When we investigate life history traits of a population, we mean:
- are the fish very fast growing, reproduce at a young age and have a short life span? or
- are they slow growing, reproduce relatively late in life and have a long life span?
Roach demonstrate contrasting life history traits between fisheries. In some lakes, they grow very fast (growth index values of >150 per cent) but rarely live above five years old. Their age of first spawning may be as young as two or three years old. In some lakes and rivers, roach growth can be very slow (growth index values <80 per cent) and live to over 15 years old. Their age of first spawning may not be until five or six years old.
What is the mortality rate? Why should we be interested?
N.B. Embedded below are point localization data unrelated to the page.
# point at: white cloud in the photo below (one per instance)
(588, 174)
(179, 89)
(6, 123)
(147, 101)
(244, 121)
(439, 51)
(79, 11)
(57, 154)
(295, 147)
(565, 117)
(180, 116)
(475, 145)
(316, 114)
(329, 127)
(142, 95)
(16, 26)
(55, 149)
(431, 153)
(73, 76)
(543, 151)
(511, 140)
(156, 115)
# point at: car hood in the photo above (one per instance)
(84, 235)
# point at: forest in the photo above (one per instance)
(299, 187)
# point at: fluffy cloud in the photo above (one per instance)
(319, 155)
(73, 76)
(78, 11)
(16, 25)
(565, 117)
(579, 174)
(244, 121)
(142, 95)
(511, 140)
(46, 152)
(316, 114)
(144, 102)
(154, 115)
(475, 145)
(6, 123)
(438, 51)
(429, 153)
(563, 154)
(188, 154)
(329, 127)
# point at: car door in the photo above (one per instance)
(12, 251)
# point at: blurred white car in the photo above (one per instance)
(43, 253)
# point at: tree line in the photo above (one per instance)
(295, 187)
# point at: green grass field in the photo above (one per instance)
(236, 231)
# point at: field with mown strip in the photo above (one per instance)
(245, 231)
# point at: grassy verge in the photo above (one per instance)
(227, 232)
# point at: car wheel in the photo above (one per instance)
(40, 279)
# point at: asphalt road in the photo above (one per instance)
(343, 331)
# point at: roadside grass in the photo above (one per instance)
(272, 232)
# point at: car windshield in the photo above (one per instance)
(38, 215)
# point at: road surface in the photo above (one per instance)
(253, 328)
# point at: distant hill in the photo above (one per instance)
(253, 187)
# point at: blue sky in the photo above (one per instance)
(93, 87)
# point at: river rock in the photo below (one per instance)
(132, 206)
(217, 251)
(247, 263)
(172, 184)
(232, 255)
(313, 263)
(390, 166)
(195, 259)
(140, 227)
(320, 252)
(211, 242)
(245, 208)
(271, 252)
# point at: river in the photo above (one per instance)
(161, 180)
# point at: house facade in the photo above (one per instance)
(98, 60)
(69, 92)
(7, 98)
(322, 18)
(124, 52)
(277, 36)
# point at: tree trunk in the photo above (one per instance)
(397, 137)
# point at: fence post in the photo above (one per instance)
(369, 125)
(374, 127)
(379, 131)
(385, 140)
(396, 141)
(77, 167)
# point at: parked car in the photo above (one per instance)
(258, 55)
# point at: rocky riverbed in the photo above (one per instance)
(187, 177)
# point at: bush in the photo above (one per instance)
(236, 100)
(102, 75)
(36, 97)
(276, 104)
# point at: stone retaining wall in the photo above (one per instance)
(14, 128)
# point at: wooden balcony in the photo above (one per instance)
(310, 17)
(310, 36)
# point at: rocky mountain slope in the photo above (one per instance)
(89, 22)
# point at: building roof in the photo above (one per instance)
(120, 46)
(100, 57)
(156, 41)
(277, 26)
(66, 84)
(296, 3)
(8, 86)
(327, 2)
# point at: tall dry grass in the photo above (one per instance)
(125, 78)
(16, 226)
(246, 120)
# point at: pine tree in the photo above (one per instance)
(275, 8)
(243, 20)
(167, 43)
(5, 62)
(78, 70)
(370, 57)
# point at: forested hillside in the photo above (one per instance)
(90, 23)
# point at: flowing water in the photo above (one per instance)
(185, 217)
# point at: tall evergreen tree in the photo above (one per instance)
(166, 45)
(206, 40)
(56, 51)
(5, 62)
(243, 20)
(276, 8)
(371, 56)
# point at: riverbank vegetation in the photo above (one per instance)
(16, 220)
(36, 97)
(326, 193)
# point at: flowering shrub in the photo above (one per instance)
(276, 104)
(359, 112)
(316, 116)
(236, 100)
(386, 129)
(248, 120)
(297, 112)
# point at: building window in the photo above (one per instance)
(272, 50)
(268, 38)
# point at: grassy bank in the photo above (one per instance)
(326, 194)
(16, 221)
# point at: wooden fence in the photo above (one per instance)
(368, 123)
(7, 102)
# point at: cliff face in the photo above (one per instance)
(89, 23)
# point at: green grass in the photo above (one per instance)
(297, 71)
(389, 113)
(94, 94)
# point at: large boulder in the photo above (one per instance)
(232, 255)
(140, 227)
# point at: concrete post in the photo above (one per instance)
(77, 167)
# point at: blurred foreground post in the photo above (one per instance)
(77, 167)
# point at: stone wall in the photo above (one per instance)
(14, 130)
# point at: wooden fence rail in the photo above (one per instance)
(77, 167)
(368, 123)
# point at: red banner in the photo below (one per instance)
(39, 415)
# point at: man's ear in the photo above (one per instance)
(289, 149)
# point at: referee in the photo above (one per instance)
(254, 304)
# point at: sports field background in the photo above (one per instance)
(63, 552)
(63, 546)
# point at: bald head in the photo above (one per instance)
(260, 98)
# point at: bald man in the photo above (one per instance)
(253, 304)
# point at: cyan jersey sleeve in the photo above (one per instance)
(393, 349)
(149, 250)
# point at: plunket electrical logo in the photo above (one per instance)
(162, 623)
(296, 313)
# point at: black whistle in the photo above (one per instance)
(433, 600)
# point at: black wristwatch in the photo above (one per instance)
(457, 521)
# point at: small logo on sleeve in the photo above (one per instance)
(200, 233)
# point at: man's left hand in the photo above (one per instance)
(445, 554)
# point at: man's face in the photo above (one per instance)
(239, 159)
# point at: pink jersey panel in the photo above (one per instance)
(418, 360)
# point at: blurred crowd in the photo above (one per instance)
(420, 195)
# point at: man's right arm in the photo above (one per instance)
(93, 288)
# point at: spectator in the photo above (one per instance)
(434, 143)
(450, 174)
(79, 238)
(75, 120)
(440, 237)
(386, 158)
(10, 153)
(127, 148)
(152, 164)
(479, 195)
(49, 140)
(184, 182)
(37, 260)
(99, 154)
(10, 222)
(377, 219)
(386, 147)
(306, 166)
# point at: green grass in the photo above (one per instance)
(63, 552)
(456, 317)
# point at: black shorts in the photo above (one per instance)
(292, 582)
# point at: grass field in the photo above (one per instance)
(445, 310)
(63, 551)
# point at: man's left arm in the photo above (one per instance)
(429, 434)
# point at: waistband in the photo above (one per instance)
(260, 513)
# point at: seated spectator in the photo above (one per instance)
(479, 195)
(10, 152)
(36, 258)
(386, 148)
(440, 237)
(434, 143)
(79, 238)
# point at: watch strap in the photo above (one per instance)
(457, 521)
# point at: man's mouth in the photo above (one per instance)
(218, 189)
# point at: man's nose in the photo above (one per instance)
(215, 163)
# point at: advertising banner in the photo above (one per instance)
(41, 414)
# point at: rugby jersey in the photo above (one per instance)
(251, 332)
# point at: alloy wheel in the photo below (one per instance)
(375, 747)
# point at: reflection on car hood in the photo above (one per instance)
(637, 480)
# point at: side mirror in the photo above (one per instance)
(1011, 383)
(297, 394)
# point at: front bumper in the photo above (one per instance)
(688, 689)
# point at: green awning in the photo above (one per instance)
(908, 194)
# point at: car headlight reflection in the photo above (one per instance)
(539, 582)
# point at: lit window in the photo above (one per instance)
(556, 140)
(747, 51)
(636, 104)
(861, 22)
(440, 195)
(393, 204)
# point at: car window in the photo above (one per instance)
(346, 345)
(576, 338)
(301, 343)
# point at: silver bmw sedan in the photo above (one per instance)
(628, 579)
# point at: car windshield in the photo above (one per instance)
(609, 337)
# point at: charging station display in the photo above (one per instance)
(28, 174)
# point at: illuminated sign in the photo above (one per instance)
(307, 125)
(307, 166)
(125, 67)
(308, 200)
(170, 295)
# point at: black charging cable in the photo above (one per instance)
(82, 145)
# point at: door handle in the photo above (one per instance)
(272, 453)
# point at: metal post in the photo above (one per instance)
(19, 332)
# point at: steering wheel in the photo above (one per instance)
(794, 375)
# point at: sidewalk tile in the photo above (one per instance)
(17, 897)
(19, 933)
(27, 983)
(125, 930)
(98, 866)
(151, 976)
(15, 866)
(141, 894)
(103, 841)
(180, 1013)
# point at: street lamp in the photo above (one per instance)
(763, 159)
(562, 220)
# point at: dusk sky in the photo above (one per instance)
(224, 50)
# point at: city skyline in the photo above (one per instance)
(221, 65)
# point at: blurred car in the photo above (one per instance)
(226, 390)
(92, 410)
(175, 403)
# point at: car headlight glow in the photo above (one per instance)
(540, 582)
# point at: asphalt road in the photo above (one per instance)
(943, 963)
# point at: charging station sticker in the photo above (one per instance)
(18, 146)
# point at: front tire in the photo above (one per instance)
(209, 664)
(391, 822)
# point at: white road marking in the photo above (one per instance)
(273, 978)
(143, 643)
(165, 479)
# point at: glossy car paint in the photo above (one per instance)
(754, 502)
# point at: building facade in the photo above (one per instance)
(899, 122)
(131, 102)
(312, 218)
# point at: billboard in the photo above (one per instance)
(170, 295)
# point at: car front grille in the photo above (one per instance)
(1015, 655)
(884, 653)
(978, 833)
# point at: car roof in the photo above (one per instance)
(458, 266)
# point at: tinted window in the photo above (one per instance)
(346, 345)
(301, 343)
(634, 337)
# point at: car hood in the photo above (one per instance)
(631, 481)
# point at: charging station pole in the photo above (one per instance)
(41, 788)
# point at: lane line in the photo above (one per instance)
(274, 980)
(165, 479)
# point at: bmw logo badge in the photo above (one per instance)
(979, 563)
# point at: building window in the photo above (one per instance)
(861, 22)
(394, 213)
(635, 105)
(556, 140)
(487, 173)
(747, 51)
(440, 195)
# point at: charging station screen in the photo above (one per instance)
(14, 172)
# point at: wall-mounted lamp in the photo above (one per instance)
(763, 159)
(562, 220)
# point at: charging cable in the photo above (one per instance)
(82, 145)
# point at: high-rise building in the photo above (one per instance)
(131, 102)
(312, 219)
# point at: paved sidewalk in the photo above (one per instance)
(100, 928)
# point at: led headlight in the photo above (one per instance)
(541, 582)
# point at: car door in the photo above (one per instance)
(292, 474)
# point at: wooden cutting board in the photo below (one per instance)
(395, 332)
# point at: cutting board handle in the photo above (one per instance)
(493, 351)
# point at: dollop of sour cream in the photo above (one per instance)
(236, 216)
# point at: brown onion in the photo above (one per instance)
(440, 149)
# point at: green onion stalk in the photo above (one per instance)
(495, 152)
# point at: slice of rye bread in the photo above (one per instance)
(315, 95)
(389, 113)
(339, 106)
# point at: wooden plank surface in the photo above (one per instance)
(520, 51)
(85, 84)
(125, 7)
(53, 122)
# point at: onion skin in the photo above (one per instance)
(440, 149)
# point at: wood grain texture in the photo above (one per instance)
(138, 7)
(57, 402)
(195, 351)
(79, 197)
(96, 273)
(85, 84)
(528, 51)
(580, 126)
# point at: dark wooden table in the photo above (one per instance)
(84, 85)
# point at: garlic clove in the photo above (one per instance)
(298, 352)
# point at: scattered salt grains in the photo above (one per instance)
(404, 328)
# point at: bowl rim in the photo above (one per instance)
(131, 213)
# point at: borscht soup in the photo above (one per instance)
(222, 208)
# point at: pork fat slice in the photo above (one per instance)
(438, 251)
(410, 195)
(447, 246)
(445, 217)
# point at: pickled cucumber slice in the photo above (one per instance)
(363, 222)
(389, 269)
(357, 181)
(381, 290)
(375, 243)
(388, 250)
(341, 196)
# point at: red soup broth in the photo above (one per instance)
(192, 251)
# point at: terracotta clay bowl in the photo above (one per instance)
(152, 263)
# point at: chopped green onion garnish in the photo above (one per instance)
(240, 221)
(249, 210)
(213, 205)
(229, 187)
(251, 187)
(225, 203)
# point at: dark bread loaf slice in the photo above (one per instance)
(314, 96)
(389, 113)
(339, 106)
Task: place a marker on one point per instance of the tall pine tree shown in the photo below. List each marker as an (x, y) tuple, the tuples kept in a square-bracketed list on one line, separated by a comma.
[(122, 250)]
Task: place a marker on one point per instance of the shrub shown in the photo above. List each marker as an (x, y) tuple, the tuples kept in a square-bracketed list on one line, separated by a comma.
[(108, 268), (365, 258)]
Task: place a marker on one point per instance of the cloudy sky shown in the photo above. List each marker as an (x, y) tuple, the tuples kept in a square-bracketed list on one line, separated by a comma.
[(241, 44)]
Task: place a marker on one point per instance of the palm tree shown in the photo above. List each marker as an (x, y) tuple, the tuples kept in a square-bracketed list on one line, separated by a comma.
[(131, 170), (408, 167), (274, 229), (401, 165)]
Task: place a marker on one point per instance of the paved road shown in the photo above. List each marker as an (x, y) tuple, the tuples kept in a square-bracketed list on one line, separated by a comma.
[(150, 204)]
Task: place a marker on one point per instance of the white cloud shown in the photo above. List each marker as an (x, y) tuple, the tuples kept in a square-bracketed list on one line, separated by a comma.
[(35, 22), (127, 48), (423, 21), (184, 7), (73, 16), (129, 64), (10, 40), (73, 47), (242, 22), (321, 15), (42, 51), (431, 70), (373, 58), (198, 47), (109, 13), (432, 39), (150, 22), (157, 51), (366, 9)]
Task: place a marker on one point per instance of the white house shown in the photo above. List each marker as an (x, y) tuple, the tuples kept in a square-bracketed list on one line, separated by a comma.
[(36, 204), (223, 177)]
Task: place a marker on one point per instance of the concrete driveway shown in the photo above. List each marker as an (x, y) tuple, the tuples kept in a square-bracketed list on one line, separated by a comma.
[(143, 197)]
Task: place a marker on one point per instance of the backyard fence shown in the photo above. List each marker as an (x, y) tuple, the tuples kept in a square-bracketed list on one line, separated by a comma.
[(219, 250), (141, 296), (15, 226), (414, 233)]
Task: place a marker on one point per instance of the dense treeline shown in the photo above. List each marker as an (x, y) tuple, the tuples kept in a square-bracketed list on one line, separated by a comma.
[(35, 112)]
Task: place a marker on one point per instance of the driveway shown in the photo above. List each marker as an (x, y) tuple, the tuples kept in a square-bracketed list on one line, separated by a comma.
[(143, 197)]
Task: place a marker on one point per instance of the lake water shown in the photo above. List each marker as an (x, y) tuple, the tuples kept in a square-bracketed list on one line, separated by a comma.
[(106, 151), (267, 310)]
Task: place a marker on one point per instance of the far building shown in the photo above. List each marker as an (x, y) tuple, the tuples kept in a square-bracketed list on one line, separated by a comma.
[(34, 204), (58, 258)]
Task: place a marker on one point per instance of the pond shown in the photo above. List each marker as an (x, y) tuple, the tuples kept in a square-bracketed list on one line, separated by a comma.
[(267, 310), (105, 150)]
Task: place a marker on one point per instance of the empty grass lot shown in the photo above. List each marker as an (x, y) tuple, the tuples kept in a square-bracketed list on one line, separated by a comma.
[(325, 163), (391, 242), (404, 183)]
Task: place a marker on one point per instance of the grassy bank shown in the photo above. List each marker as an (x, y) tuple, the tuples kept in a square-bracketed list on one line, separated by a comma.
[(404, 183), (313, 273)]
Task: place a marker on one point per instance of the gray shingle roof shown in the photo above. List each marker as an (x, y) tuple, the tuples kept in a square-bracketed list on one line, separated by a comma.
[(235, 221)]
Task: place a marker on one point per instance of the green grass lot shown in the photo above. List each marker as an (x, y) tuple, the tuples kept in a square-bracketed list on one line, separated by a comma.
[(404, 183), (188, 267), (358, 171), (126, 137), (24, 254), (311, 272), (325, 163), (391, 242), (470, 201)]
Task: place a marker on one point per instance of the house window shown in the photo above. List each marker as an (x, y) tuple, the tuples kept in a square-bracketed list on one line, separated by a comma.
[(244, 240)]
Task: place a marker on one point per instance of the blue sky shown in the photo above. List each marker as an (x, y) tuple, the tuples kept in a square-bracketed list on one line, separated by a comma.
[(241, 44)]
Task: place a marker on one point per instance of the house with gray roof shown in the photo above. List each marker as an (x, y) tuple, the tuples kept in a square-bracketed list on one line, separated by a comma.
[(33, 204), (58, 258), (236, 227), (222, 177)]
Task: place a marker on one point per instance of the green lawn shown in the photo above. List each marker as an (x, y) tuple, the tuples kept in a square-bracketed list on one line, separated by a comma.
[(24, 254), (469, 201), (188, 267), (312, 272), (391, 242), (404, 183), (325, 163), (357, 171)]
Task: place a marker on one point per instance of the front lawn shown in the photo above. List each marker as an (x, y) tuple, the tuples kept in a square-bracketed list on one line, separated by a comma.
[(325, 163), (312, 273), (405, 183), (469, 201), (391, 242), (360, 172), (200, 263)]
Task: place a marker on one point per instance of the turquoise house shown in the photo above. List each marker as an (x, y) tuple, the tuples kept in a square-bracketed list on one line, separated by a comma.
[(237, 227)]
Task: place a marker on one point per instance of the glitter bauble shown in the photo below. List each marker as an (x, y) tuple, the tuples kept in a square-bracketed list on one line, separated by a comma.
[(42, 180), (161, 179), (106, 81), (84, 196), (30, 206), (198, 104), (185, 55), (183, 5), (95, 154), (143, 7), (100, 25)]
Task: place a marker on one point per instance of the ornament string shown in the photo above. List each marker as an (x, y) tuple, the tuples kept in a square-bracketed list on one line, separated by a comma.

The mortality rate is the rate at which fish die in a population. It is usually expressed as an average, annual value. It can be converted into a survival rate to demonstrate how many fish survive in a given year.
The mortality and survival rate is crucial to our understanding of a fish population. Following a successful spawning year of chub, we may expect some of those fish to be present in anglers' catches for the next 15 to 20 years, as chub generally have a very long life span.
However, if our life history traits indicate that the chub are very fast growing and the mortality rate is high (and so survival low), then these chub may only be present in angler catches for five or six seasons. Such information is crucial in our understanding of how and why angler catch rates change in both the short and long-term.